The Securities Industry and Financial Markets Association (SIFMA) credit rating agency task force issued its recommendations for credit rating agency reform today. 


The recommendations are being shared with regulators, lawmakers, and credit rating agencies globally. They reflect the efforts of the senior-level investor-led industry group, and respond directly to the designation by the U.S. President's working group on financial markets (PWG) of the blue ribbon task force as the private-sector group providing the PWG with industry guidance on credit rating matters.

The task force, which examines issues of ratings and credit rating agencies, is comprised of 37 individuals from the U.S., Europe, and Asia. It includes asset managers, underwriters, and issuers who are experts in structured finance, corporate debt, municipal debt, and risk. 


Co-chair of SIFMA’s credit rating agency task force Boyce Greer said the recommendations offer investors greater disclosure of the ratings process itself in a more transparent system, and prompt the agencies to better disclose information they use in determining ratings.

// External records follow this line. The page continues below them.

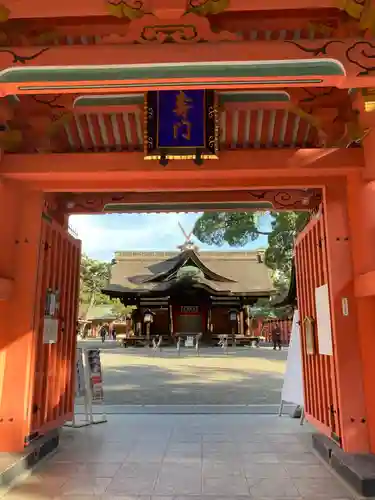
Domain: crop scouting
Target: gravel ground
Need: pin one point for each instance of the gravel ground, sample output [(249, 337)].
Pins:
[(134, 376)]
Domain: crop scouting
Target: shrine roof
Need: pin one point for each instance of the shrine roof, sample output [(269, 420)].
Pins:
[(239, 273)]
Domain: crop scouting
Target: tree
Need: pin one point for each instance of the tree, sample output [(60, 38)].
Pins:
[(94, 275), (239, 228)]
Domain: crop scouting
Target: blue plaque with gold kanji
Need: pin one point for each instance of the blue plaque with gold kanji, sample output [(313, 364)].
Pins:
[(181, 124)]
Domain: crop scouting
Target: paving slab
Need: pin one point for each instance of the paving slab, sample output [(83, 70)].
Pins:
[(184, 457)]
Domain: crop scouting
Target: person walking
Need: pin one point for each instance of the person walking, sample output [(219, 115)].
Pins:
[(276, 337), (103, 333)]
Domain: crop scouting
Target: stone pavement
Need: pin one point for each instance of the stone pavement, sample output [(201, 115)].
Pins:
[(184, 457), (136, 376)]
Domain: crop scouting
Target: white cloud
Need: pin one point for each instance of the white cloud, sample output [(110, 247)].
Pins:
[(102, 235)]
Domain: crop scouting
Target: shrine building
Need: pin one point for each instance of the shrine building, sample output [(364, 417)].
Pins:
[(188, 105), (192, 292)]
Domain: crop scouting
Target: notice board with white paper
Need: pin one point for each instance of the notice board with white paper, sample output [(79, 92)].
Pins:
[(292, 391), (323, 320)]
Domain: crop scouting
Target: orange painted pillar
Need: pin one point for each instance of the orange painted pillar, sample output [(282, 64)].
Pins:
[(361, 209), (20, 214), (351, 404)]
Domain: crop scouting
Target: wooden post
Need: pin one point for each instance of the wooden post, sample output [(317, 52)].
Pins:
[(349, 328), (361, 210), (21, 218)]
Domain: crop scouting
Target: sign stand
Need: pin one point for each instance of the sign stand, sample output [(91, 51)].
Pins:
[(292, 391), (94, 381), (84, 387)]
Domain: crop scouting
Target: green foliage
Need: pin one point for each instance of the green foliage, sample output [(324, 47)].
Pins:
[(234, 228), (94, 275), (285, 227), (239, 228)]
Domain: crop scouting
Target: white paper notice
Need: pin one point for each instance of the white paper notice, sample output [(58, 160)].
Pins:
[(323, 317)]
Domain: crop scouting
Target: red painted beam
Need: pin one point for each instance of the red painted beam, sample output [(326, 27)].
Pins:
[(353, 55), (130, 172), (88, 8)]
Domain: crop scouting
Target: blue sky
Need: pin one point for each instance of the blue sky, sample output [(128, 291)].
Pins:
[(103, 235)]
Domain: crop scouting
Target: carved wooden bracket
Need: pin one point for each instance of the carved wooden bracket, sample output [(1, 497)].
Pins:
[(189, 29)]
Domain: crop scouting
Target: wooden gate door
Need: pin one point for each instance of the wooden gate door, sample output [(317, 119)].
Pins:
[(53, 387), (320, 377)]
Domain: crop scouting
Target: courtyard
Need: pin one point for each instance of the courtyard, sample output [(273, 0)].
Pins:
[(184, 457), (137, 376)]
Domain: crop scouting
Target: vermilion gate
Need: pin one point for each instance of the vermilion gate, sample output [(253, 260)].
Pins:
[(320, 380), (58, 269)]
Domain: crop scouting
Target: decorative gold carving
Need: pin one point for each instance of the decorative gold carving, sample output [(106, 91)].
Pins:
[(129, 9), (10, 140), (207, 7), (193, 29), (362, 11), (4, 13)]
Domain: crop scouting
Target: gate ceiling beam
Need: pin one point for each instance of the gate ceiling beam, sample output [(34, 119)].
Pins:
[(345, 63), (90, 8), (128, 171)]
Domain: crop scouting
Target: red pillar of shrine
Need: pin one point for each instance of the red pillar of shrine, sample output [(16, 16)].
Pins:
[(351, 401), (20, 213)]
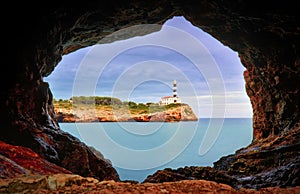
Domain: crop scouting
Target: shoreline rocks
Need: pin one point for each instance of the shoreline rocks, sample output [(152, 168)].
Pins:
[(180, 113)]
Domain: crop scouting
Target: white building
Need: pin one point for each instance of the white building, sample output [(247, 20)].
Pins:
[(171, 99)]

To determine priority areas of focus the task force identified the credit-rating-related causal variables that played large part in triggering the credit crisis of the past year. Sixteen key issues were identified and ranked in order of importance. The top issues, including transparency, model quality, and surveillance, were addressed by the recommendations.

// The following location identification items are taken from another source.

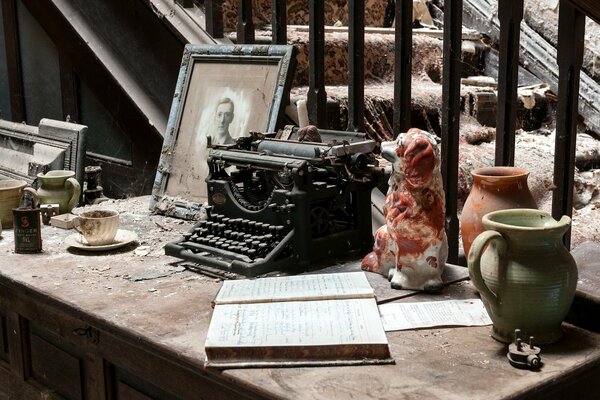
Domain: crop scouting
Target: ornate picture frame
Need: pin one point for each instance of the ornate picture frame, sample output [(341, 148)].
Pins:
[(223, 92)]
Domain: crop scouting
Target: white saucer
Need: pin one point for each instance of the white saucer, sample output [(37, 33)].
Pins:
[(122, 238)]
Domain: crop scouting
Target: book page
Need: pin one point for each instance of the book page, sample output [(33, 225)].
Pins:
[(299, 287), (401, 316), (296, 323)]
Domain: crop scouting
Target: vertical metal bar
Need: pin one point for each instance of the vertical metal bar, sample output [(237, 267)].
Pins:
[(245, 25), (403, 66), (510, 14), (279, 21), (13, 58), (68, 88), (451, 118), (571, 30), (185, 3), (356, 70), (214, 18), (317, 98)]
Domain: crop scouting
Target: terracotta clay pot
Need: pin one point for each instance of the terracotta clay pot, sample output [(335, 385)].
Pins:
[(494, 188), (524, 273)]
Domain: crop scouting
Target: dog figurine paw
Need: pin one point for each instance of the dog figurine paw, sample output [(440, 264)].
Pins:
[(411, 248)]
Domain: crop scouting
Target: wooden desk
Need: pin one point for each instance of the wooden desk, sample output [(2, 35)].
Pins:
[(130, 325)]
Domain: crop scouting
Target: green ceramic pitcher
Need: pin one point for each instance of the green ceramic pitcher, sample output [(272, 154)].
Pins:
[(525, 275), (59, 187)]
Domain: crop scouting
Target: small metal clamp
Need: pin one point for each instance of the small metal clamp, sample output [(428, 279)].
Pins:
[(524, 355)]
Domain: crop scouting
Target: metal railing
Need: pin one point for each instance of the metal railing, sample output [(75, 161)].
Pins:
[(510, 14)]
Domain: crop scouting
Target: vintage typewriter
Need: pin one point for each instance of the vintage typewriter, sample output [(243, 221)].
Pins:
[(279, 204)]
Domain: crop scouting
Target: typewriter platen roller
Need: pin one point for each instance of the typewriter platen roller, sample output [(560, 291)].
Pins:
[(282, 205)]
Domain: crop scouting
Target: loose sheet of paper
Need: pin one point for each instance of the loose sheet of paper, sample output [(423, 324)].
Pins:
[(296, 323), (300, 287), (402, 316)]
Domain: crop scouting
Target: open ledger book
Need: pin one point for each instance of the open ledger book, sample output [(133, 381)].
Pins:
[(326, 319)]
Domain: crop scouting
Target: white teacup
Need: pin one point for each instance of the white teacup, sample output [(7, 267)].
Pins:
[(98, 227)]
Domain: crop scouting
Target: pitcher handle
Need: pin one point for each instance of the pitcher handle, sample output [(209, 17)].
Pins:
[(76, 187), (474, 261)]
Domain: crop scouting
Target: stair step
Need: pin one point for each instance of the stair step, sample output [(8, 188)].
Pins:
[(336, 12), (379, 56), (479, 103)]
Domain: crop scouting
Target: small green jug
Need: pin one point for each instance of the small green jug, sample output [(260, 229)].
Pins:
[(524, 273), (59, 187)]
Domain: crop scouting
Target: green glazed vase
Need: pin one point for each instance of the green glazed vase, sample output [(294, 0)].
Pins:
[(524, 273), (59, 187)]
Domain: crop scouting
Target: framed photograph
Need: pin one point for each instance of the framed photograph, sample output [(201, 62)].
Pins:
[(223, 92)]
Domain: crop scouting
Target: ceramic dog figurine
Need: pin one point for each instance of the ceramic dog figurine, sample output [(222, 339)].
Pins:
[(411, 248)]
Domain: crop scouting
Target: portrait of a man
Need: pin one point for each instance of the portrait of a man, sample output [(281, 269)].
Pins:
[(224, 114), (223, 104)]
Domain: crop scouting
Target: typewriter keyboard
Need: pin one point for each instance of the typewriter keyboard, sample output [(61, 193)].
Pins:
[(234, 238)]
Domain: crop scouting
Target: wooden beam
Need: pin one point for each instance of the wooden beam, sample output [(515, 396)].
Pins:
[(13, 58), (571, 31), (279, 21), (403, 66), (317, 98), (245, 24), (451, 119), (510, 14), (356, 61)]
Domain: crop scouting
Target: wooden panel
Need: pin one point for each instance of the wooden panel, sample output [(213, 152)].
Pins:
[(125, 391), (3, 337), (56, 368), (123, 385)]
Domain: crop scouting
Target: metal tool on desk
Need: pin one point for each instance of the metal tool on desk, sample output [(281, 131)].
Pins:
[(281, 205), (524, 355)]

In addition to enhancing disclosure of rating methodologies, due diligence information, surveillance procedures, credit rating agency performance, and fees, the recommendations also encourage a more harmonized global regulatory framework, and independent risk analyses by investors. The task force also identified the need for industry members, globally, to provide expert input and advice on issues related to credit ratings to regulators, lawmakers, and other market participants.


To this end, the task force recommends the creation of a global, independent industry credit ratings advisory board, under the auspices of SIFMA. The advisory board members will initially be drawn from the task force, and will continue the task force's work to date as an advisor and consultative resource.


The twelve recommendations on how to restore credit rating trust include: credit rating agencies (CRAs) providing enhanced, clear, concise, and standardized disclosure of CRA rating methodologies; and CRAs disclosing results of due diligence and examination of underlying asset data examinations, and limitations on available data, as well as certain other information relied upon by the CRAs in the ratings process.